A Winter Dinner Menu That Brings the Sunshine
It’s always a bit of a thrill delving into cold-weather ingredients, as easy to love as warm-weather ones, and in some ways even more satisfying.
Radicchio and other chicories like ruby Treviso, speckled Castelfranco and pale green curly endive are best grown at cool temperatures. Their slight bitterness pairs and plays well with winter fruit, like pears, apples, persimmons and pomegranates, in a luxurious winter salad.
Recipe: Pear and Radicchio Salad With Blue Cheese
Walnuts, hazelnuts and pecans are welcome in a dish like this. Nut oils contribute a particular aroma and deep flavor that other oils can’t. I recommend keeping a small bottle of walnut oil in the refrigerator, at the ready for winter vinaigrettes. Sweeter vinegars, such as sherry vinegar, balsamic vinegar or Banyuls vinegar can join, too. A bit of honey stirred in can be a nice counterpoint, or sometimes just a thin drizzle of honey over the dressed salad is appropriate.
As for sliced fruit in the salad, firm pears are most satisfying here if they aren’t too ripe. Otherwise, crisp tart apples are always a good choice. Sweet-sour pomegranate arils are wonderful sprinkled over a salad like this. To learn more about how to open a pomegranate, and for great entertainment, consult online how-to videos made in Morocco or the Middle East, where pomegranates are used in great quantities. They are enlightening.

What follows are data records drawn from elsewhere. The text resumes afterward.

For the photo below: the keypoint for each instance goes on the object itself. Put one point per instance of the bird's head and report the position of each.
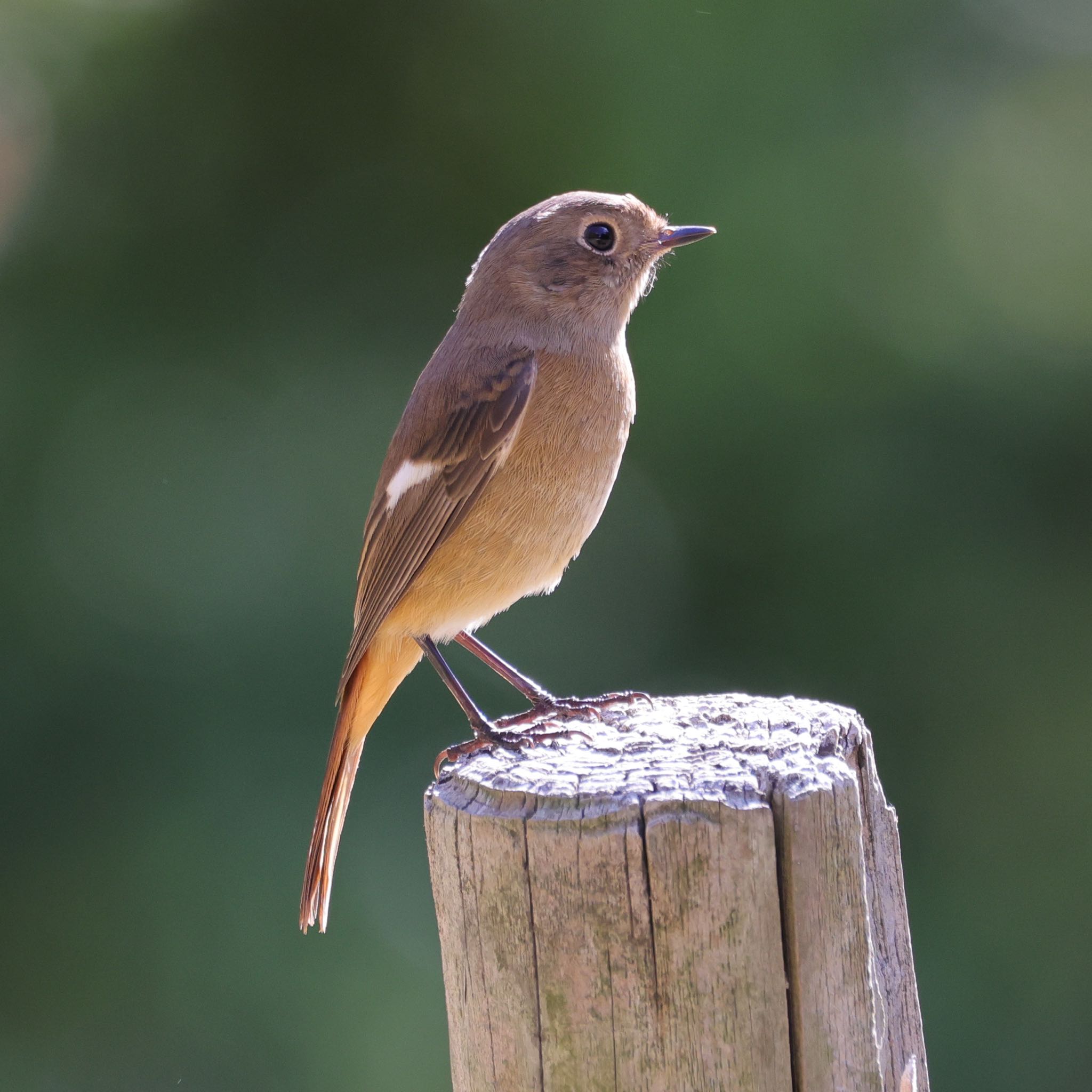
(578, 262)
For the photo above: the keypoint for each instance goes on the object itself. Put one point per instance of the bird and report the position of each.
(497, 472)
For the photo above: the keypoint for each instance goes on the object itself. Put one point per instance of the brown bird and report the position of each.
(497, 473)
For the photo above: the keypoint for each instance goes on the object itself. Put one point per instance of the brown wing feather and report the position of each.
(469, 444)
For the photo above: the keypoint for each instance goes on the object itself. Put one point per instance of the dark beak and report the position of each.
(679, 236)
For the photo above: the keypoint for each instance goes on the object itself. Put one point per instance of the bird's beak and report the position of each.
(679, 236)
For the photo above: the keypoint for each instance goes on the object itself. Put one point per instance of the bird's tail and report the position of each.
(383, 667)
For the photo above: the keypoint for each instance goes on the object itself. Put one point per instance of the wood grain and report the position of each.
(701, 897)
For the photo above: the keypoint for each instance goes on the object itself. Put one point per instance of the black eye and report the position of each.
(599, 236)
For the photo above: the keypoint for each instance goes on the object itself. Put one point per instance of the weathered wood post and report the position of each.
(707, 896)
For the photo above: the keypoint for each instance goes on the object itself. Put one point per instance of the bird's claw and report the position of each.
(510, 741)
(550, 708)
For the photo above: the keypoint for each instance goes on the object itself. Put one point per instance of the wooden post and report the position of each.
(706, 897)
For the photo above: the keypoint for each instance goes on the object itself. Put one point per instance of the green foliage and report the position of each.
(232, 236)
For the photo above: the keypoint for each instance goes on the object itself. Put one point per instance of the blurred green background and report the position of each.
(233, 233)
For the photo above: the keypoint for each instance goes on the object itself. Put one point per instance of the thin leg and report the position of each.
(528, 687)
(544, 706)
(479, 721)
(485, 735)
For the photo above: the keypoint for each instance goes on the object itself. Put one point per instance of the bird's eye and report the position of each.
(599, 236)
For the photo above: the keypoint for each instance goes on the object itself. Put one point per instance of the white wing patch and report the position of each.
(411, 473)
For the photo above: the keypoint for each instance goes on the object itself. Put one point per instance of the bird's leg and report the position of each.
(486, 735)
(544, 706)
(535, 694)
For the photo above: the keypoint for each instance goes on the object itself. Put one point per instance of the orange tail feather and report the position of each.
(384, 665)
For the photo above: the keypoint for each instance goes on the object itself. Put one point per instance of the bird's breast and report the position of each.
(541, 505)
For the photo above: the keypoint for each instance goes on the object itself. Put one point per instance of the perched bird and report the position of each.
(497, 473)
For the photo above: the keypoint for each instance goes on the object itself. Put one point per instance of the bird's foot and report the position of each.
(548, 708)
(487, 737)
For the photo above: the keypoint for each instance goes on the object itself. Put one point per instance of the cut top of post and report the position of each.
(725, 748)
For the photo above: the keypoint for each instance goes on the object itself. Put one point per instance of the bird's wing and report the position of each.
(434, 473)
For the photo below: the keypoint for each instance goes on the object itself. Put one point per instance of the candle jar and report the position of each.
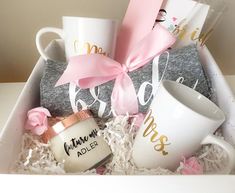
(75, 142)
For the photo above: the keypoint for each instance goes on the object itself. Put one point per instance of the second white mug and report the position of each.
(179, 122)
(83, 35)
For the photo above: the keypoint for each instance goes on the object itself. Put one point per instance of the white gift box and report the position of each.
(11, 134)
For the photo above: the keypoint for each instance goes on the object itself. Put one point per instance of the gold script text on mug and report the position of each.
(89, 48)
(160, 141)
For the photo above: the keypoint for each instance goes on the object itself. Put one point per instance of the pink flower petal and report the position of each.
(37, 120)
(39, 130)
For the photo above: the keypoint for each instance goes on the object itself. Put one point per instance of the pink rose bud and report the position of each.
(37, 120)
(191, 166)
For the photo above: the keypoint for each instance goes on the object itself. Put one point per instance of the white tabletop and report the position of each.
(9, 92)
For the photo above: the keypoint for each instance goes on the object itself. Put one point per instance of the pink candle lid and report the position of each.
(65, 123)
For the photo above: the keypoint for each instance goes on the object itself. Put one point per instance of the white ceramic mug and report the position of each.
(179, 122)
(83, 35)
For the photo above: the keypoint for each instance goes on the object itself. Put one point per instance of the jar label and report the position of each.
(76, 142)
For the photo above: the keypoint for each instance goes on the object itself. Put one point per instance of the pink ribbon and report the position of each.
(92, 70)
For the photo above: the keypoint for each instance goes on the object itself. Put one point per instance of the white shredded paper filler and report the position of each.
(37, 158)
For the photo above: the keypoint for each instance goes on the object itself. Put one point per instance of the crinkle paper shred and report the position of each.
(36, 157)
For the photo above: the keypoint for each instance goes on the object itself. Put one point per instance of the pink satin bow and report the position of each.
(92, 70)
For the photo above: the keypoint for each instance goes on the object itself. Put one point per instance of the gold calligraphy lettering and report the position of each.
(151, 129)
(88, 48)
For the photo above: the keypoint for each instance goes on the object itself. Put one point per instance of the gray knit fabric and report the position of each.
(184, 62)
(56, 99)
(184, 65)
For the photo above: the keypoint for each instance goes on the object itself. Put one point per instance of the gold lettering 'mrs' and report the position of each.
(160, 142)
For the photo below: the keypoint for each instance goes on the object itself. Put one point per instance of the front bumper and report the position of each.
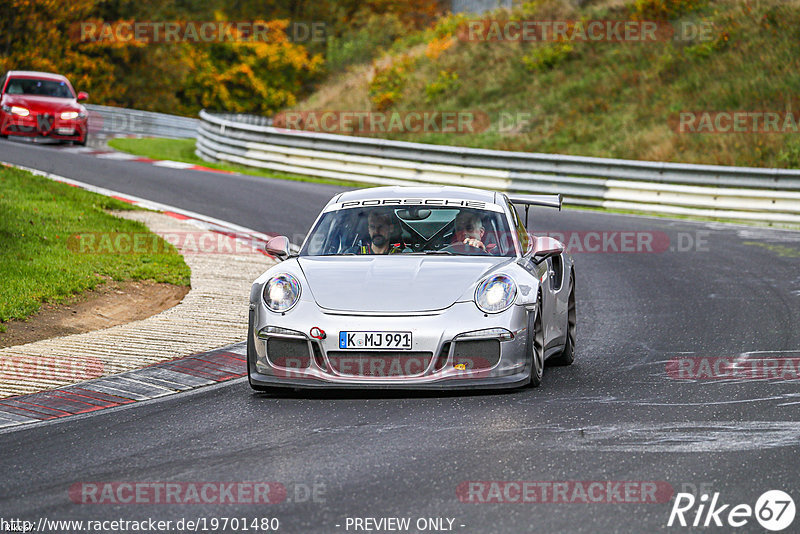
(441, 357)
(52, 126)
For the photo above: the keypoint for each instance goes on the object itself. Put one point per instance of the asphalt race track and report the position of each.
(618, 414)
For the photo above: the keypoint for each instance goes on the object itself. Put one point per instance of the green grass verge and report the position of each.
(38, 260)
(183, 150)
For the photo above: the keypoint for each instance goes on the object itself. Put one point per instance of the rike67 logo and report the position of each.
(774, 510)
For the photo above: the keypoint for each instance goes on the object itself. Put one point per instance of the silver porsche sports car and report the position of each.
(414, 287)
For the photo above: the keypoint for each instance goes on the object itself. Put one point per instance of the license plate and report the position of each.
(375, 340)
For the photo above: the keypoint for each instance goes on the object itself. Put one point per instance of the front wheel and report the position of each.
(535, 346)
(567, 356)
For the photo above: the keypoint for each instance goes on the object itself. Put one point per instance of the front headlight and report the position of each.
(496, 294)
(17, 110)
(281, 292)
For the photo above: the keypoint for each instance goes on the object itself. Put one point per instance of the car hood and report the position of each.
(395, 284)
(42, 104)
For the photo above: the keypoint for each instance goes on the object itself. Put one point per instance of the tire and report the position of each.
(535, 346)
(567, 356)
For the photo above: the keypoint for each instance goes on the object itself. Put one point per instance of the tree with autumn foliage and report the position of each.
(181, 78)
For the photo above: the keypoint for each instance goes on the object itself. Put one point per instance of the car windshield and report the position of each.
(32, 86)
(410, 230)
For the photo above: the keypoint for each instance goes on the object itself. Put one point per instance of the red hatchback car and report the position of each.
(42, 104)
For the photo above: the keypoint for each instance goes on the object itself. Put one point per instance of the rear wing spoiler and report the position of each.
(548, 201)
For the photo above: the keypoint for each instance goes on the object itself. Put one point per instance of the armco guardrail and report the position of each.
(107, 120)
(669, 188)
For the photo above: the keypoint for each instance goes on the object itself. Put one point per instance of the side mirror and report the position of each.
(278, 247)
(546, 247)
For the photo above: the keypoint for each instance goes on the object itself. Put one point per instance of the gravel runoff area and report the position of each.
(213, 314)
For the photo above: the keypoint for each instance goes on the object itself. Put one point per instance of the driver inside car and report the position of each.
(469, 230)
(382, 226)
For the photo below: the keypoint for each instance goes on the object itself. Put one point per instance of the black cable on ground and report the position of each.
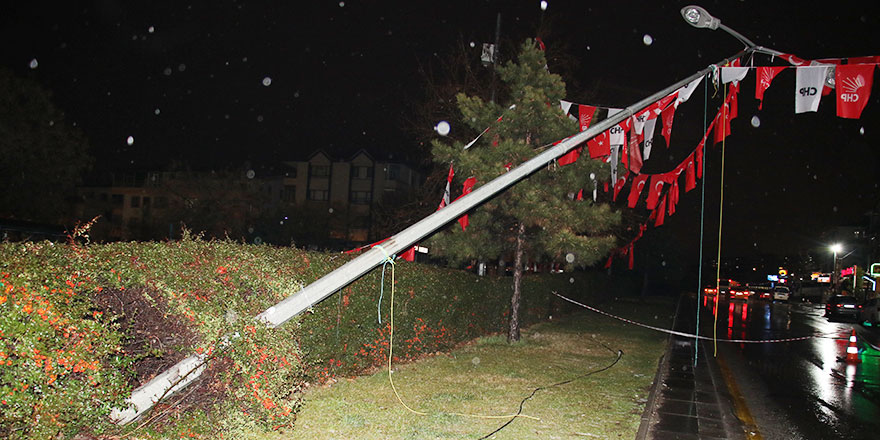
(523, 402)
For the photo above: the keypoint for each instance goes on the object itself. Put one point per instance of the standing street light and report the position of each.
(835, 248)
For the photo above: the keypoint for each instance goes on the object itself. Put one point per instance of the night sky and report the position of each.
(218, 83)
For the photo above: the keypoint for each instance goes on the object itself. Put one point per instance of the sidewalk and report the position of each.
(688, 402)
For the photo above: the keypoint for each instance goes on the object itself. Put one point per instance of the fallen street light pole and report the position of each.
(187, 370)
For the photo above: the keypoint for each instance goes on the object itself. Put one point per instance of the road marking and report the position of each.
(739, 403)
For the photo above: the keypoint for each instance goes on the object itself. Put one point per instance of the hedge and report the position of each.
(82, 325)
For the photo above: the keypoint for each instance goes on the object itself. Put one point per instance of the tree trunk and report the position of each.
(513, 333)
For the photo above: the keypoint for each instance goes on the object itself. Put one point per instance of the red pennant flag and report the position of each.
(765, 77)
(668, 115)
(570, 157)
(690, 177)
(409, 255)
(863, 60)
(446, 193)
(635, 155)
(661, 212)
(466, 189)
(698, 157)
(636, 190)
(853, 89)
(585, 115)
(654, 190)
(619, 186)
(793, 60)
(599, 146)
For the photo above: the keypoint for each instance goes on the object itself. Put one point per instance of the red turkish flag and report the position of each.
(732, 95)
(619, 186)
(836, 61)
(466, 189)
(631, 253)
(635, 155)
(636, 190)
(654, 190)
(690, 177)
(598, 146)
(661, 212)
(765, 77)
(853, 89)
(722, 126)
(570, 157)
(447, 192)
(668, 115)
(585, 115)
(409, 255)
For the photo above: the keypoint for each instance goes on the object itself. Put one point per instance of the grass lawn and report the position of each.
(490, 377)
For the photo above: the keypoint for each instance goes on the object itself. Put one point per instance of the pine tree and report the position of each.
(540, 218)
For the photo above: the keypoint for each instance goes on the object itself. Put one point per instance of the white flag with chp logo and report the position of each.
(809, 81)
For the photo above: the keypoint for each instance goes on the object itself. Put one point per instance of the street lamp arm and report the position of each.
(742, 38)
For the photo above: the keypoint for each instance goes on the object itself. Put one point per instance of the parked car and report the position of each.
(840, 306)
(870, 312)
(781, 293)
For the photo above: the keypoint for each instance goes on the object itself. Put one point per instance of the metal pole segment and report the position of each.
(145, 396)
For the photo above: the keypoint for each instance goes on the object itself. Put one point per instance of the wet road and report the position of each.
(800, 389)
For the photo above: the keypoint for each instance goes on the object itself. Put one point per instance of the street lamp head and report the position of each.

Finally, a salty element complements both the bitter and the sweet. Consider adding sharp cheeses for garnish, like blue-veined cheeses, hard sheep’s milk cheese like pecorino or crumbled feta.
This is the quintessential salad for autumn and winter, haunting and colorful.
Recipe: Meatballs With Lentils and Greens
For a main course, meatballs are a satisfying and hearty option. Italian polpette are large meatballs, about golf ball size or slightly larger (make them smaller and they are polpettine). These are tender, oven-baked and highly seasoned, and can be made with any kind of ground not-too-lean meat. They are especially nice with lamb, but also delicious with beef, pork or the dark meat of poultry; you can also use a mixture of meats.
Smoked paprika, cumin and garlic flavor these meatballs, along with a good pinch of hot red pepper. For the best-tasting result, season the ground meat and let it rest overnight in the refrigerator to let all the spices infuse. Loosely pack the mixture, forming spheres that just hold together, so they will be tender. Then roast them till nicely browned, with juices oozing, cooked through in 15 minutes or so. (They are equally good cooked a day in advance of serving and reheated.)
To accompany the meatballs, rather than a sauce, I suggest a savory combination of lentils and chard, bolstered with leeks and garlic. The lentils and greens can be cooked separately and then stirred together, but I like the presentation better with the lentils below and the beautiful chard on top. (This lentil-greens combo also makes a fine simple meal on its own or tossed with pasta.) If you’d like one more vegetable alongside, I’d suggest roasted parsnips or carrots. Consider steamed rice to accompany, as well.
Recipe: Lemon Curd Roulade
For dessert, I propose a very doable, though somewhat complicated, lemon curd roulade. It’s a bit of a project, best prepared well in advance of dinner, but it’s a stunner — a sponge cake rolled up like a carpet, with a tart lemon custard filling. It may be served unadorned, with a little shower of confectioner’s sugar. But it would be a shame not to give it a coat of softly whipped cream. It is a festive cake, suitable for a fancy tea party, a birthday celebration or a Champagne toast. Each slice is a lemon-yellow spiral.
A roulade can adapt to any season. In spring and summer, it can sport colorful fruit or rose petals. Now, during the winter holidays, it begs to be dressed as a Yule log, surrounded by an evergreen garland and an artfully placed pine cone or two.